How can I ensure that behaviour management systems are student-centred?

Disruptive behaviour happens in all schools and to all teachers at some point. It is a frustration to schools because it is a barrier to learning, and can easily affect the well-being of teachers.

If we accept that all behaviour is about communicating something, it is important that any behaviour management system addresses behaviour from the perspective of those who are doing the communicating – the students.

The first step for any teacher seeking to ensure that their behaviour management systems are student-centred is to ensure they know what is important to their students and what is important for them (i.e. how best to support them). Supporting students to gather this information in a one-page profile is an ideal way to increase student awareness of themselves as learners and to ensure that this rich information is kept in a simple, accessible format, thereby helping to ensure consistency of approach with students. This is a vital part of any behaviour management system.

Beginning with Appreciation (part of one-page profiles) is a good way to instil positive behaviour management that is centred on the students. Listing all the positive characteristics about a student, gathered from what others like and admire about them, enables students to develop a strong sense of themselves as valued individuals. Helping students to see that they have gifts to make a positive contribution to school life is a valuable behaviour management tool in itself.

The good day/bad day tool is an excellent way to support students to understand the factors and influences that make a good day good and a bad day bad for them.
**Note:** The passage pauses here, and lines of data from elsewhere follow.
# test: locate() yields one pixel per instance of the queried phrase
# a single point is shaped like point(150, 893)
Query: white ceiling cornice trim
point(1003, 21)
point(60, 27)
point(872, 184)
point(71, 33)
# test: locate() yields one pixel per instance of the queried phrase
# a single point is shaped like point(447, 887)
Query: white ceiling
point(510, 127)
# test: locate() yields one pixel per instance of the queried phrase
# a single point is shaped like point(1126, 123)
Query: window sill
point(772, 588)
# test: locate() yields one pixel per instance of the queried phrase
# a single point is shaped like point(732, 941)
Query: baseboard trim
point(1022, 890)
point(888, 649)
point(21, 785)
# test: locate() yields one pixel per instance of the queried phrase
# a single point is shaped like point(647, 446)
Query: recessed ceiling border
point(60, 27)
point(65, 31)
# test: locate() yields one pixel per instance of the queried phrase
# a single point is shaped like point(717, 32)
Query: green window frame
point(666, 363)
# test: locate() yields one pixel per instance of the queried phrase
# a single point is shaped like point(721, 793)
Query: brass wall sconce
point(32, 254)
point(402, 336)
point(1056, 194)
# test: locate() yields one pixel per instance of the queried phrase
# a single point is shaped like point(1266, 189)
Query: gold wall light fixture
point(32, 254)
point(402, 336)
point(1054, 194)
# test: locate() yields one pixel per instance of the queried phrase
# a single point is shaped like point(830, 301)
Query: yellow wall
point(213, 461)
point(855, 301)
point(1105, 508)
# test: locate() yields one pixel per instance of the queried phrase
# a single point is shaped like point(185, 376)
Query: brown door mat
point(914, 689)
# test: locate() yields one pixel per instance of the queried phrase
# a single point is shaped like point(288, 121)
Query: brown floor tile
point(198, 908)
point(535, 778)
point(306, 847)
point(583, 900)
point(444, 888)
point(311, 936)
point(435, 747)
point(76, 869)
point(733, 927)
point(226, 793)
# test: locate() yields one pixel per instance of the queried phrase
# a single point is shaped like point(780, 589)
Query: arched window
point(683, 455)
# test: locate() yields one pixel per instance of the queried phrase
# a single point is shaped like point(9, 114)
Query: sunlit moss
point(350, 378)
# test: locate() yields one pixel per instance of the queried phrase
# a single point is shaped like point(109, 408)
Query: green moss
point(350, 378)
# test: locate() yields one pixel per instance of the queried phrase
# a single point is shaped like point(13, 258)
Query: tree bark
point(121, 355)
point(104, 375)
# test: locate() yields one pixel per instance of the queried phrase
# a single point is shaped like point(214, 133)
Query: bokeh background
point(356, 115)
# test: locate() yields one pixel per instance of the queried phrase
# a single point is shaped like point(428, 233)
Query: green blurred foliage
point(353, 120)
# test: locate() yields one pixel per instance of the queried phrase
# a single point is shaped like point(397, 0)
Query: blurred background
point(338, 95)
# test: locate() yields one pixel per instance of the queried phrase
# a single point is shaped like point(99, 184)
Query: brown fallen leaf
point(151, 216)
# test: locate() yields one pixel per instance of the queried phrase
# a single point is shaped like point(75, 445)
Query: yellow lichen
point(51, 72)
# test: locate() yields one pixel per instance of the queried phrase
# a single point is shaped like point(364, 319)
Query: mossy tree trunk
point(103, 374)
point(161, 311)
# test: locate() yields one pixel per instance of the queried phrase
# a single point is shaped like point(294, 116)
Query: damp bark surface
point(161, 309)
Through this, they begin to understand what is important to them in school, what makes them a better learner. This level of understanding is important to support a collaborative approach to behaviour management which is the responsibility of both teacher and students. Information drawn from using this person-centred thinking tool will help staff to think about changes they can make to the way they approach students, the way the classroom is organised, the approach to learning, etc, in order to provide a learning environment supportive of the individuals they are teaching here and now. Collating responses from a class or cohort provides a strong and valid basis on which to create a behaviour management system that is student-centred.

Accepting that disruptive behaviour does occur from time to time, a behaviour management system that includes tools to support both students and staff to reflect is important. The working/not working tool is an excellent way to gather information from different perspectives (e.g. teacher, student, teaching assistant) to identify where things are working well and where things are not working. This allows everyone, including the students, to contribute to planning what needs to happen so that what’s working is built on and what’s not working is changed.

Some students find it harder than others to behave in a way that is acceptable in school. All too often, an episode of poor behaviour results when a student needs to be told something, be that to support development of their work or to encourage them to behave in a certain way. How staff communicate at this point is really important, and a communication chart which records how staff can communicate effectively with the student is a great support tool. By recording what it is that staff want to tell the student, how they do this and who can help and support, adults will communicate key messages in a consistent way that works best for the student. This results in students feeling reassured by all adults dealing with them in the same way, and this is a good place from which to collaboratively think about what needs to happen next. As staff become more aware of how to communicate with their students, there are likely to be fewer incidents of difficult behaviour.